Norwegian Pulls 787 From Long-Haul Service
Norwegian Air Shuttle removed from long-haul service one of its two Boeing 787s over the weekend following a series of technical problems, the latest involving a hydraulic pump. Following the incident in Thailand, Norwegian flew the airplane from Bangkok back to its base in Stockholm, where a team of Boeing engineers has begun to work on it. A Norwegian spokesman would offer no time estimate for a return to service.
“We are taking one 787 out of long-haul service as we’re not satisfied with the way it has been performing, causing way too many delays for our passengers,” said the spokesman.
“It will not re-enter long-haul service until we’re satisfied.” He also said the airline hasn’t yet determined whether or not it will continue to fly the airplane on short- or medium-stage-length routes.

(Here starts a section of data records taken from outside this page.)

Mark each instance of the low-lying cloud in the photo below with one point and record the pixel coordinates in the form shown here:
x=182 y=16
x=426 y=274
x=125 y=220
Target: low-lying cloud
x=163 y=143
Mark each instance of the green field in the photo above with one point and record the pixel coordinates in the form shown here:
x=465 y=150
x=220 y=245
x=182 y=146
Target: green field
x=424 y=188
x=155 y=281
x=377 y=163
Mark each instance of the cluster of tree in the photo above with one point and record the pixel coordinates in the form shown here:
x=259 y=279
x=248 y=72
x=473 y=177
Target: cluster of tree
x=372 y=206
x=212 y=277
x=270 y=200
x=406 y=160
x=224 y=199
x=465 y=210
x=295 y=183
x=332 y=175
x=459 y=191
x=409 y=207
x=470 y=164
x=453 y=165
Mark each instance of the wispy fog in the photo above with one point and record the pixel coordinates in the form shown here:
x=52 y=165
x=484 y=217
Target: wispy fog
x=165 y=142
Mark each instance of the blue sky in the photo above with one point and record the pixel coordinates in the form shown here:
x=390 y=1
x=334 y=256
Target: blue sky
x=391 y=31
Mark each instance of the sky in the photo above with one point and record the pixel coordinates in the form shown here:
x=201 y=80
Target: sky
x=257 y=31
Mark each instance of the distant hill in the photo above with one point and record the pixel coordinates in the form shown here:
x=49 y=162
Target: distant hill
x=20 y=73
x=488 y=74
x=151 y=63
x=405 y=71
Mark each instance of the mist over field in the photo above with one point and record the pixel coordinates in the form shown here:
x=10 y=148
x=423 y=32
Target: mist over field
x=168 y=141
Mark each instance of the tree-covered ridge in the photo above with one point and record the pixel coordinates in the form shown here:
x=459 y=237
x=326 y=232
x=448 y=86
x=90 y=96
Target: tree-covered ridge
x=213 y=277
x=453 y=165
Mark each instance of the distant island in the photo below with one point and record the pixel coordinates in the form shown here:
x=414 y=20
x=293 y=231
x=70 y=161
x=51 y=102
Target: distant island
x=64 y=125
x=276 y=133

Norwegian plans to lease an Airbus A340 to replace the Dreamliner on service from Stockholm to Bangkok and New York. It has taken delivery of two of a firm order for eight and plans to accept its third in late November.
For its part, Boeing estimated the airplane would return to service “in a matter of days” after it applies a number of “enhancements” to improve the airplane’s in-service reliability. One of those involves the airplane’s power panels, some improvements to which Boeing has already introduced, according to the manufacturer, and more of which it plans to implement “in the weeks ahead.”
“Boeing is working with its suppliers and its customers to implement several improvements to hardware and software,” said the company in a statement. “The combined result of these improvements is expected to significantly improve dispatch reliability. We are addressing several components that have not had the reliability we expected, with a particular focus on those that have had the most significant impact on operations.”
Norwegian has contracted with Boeing to provide engineering, spare parts and maintenance services for its 787s. Boeing supports the Norwegian 787 fleet with a combination of Boeing personnel in Europe and a local MRO (maintenance, repair and overhaul) service provider chosen by Norwegian. The MRO provider works with Boeing’s regional service center in Europe along with the 787 Operational Control Center and the engineering team in the Seattle area.
“Boeing employees are embedded with Norwegian and working to address issues as they arise and to review data from airplane systems and the overall 787 fleet to proactively support Norwegian’s fleet,” added Boeing.
The company has also started increasing the number of parts it stocks at all the airports where Norwegian flies its 787s, in Oslo, Stockholm, New York JFK and Bangkok. Finally, the OEM said it has begun adding Boeing engineers and maintenance personnel at the same four airports to immediately respond to any “issues.”